Makan malam sudah terhidang di meja makan. Untuk kedua kalinya aku makan malam bersama Tante Delia. Awal bertemu kami tidak banyak bicara, tapi sekarang Tante Delia terlihat tidak canggung lagi.
“Tante hari ke mana saja?” tanyaku basa-basi.
“Tante di rumah saja berkebun, rawat bunga terus bosen makanya tante ke sini mau ketemu Denis.” Tante Delia makan dengan lahap masakanku. Masakan sederhana yang diinginkan Denis. Ada tumis kangkung, ayam saos asam manis dan tempe goreng sambal lalapan. Melihat Denis makan dengan lahap membuat aku senang.
“Mama biasanya hubungi aku dulu kalau mau ke sini.”
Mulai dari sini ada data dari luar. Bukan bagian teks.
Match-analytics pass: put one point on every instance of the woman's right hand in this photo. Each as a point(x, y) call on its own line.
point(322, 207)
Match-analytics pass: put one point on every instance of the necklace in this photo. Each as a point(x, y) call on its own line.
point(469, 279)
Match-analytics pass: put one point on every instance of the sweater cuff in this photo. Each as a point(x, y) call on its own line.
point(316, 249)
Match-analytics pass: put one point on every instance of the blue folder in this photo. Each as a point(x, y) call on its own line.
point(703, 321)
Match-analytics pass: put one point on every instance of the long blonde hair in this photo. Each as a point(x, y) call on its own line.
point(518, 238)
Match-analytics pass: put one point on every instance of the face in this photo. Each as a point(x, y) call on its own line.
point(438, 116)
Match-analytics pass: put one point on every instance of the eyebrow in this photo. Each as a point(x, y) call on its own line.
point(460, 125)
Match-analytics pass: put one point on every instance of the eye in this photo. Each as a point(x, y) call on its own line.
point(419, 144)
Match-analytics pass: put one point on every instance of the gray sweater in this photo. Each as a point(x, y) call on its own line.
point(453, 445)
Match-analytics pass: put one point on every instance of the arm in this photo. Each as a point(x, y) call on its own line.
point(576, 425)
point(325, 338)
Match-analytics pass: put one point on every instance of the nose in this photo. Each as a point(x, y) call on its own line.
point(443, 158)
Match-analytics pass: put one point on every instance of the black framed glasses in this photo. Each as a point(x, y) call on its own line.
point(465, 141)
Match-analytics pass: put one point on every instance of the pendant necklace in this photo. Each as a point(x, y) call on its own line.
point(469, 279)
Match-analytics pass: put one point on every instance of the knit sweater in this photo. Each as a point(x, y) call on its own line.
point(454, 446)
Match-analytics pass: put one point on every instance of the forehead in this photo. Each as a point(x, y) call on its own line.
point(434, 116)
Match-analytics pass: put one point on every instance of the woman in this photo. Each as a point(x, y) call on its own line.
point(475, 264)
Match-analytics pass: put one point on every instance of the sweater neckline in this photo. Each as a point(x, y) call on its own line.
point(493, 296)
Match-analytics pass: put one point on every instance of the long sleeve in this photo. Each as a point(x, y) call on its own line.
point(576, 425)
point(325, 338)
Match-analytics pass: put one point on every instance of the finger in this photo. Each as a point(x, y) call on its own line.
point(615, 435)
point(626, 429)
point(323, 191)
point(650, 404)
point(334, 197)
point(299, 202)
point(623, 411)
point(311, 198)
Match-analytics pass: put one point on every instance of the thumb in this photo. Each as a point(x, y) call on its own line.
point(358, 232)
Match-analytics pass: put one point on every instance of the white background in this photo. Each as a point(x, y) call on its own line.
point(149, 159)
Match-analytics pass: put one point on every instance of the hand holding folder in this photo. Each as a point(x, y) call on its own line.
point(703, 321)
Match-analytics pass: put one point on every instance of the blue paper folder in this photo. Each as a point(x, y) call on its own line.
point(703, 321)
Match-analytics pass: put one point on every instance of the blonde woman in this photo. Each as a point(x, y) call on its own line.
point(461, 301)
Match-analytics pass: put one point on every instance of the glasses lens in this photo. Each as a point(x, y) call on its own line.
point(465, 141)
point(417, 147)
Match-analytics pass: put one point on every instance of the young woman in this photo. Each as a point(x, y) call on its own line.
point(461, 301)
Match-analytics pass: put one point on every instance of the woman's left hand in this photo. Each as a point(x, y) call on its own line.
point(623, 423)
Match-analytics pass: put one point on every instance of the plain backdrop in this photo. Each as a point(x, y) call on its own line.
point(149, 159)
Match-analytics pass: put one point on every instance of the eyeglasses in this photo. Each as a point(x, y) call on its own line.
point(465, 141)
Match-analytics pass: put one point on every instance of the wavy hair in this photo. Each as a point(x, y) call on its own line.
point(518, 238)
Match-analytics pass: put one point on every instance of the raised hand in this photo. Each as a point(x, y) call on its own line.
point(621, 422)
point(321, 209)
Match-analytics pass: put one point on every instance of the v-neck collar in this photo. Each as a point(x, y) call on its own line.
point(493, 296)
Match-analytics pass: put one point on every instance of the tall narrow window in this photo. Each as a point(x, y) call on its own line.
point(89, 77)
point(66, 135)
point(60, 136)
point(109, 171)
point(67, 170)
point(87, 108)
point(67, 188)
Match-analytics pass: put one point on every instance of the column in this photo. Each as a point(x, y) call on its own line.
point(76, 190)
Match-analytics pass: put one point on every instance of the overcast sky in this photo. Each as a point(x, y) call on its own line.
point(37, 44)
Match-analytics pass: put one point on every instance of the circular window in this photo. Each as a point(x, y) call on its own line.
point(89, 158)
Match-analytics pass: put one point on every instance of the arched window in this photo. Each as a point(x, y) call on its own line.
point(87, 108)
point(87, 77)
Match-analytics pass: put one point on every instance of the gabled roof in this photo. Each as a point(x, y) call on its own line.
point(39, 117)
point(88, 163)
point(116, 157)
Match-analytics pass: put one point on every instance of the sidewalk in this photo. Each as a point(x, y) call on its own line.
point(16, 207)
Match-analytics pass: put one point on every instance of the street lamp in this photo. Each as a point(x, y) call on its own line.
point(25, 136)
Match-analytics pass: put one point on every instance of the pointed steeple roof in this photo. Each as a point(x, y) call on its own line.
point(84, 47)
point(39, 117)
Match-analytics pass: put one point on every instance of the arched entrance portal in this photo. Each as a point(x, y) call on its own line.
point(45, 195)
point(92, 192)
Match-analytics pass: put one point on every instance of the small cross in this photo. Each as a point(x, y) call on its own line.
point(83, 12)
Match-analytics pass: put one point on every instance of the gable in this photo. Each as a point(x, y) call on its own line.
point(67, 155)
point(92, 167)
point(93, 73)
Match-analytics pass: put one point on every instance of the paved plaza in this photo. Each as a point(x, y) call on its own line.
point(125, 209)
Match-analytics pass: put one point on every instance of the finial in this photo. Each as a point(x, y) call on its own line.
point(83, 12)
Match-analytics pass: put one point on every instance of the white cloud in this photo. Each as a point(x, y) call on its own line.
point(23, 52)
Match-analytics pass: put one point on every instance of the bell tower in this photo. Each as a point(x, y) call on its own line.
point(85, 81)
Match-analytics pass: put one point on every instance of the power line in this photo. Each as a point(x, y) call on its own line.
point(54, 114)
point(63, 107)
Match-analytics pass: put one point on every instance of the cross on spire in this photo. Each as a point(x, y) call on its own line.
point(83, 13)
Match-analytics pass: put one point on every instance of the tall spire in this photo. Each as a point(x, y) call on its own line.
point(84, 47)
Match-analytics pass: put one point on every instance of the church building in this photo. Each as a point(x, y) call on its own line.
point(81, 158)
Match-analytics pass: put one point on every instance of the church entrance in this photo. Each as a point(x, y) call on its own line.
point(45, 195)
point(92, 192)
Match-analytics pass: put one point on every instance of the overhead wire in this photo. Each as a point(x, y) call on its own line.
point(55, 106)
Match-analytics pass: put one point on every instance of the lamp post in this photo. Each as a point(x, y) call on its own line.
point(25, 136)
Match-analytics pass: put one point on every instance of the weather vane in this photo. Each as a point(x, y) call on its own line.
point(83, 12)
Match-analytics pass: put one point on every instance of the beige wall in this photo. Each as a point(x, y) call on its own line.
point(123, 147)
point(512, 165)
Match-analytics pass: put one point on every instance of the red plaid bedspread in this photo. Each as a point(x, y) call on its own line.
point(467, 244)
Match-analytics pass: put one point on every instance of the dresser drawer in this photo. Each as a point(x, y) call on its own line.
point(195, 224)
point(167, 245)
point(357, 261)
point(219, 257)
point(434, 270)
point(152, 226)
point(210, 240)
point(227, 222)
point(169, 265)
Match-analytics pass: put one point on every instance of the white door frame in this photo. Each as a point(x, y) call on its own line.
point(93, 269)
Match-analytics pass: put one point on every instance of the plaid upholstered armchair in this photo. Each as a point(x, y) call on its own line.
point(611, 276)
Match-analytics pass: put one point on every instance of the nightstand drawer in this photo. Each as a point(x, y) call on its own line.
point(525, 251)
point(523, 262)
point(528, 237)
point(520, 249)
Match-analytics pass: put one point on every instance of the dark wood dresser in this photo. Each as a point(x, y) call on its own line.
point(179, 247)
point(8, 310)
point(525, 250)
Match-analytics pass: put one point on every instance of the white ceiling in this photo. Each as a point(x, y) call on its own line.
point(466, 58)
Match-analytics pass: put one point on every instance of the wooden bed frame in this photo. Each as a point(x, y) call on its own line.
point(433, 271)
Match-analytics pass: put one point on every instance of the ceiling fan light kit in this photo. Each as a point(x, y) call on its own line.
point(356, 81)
“Iya sengaja biar kamu gak nyuruh Aulia pergi. Setiap mama ke sini cuma ada kamu. Mama juga pengen ngobrol sama Aulia,” ujarnya membuat aku terharu. Bahkan aku sampai tidak bisa menelan makanan. Inikah rasanya dicintai oleh seorang ibu.
“Iya nanti aku ajak Aulia ke rumah sebelum berangkat,” sahut Denis setelah menghabiskan suapan terakhirnya.
“Kapan kalian nikah?”
Seketika aku dan Denis tersedak. Kami segera minum air untuk mendorong sisa makanan di dalam mulut. Denis menatapku khawatir.
“Ma, nanti kalau aku sudah siap kita bakalan nikah kok,” kata Denis. Seharusnya Denis mengatakan kalau aku yang belum siap.
“Denis, kasihan dong Aulia nungguin kepastian dari kamu,” ucap Tante Delia.
“Gak apa-apa Tante, Denis juga lagi sibuk dengan pekerjaannya. Nanti setelah dia pulang dari luar kota kita bisa membicarakan pernikahan,” ucapku dengan senyum lebar. Denis menggenggam tanganku.
“Sayang kamu serius?” tanya Denis seakan tidak percaya. Aku mengangguk pelan. Apa lagi yang aku tunggu? Denis begitu baik dan pengertian, keluarganya pun menerimaku dengan hangat. Sesuatu yang tidak pernah kudapatkan dipernikahan sebelumnya.
“Wah, mama senang dengarnya. Jujur saja mama sudah gak sabar gendong cucu.”
Seketika tubuhku menegang. Kutarik kembali tanganku dari genggaman Denis. Mendengar kata cucu membuat tubuhku gemetar. Denis mungkin menerima kenyataan bahwa kemungkinan aku tidak bisa hamil, tapi bagaimana dengan orang tuanya yang berharap mendapat penerus.
“A… aku ke toilet sebentar.” Aku bergegas masuk ke bilik toilet. Napasku terasa sesak. Rasanya ingin menangis saat ini juga. Kutatap pantulan diri di depan cermin.
“Andai Julio mau dengar kata mama mungkin sekarang dia sudah punya anak. Insting seorang ibu tidak pernah salah.”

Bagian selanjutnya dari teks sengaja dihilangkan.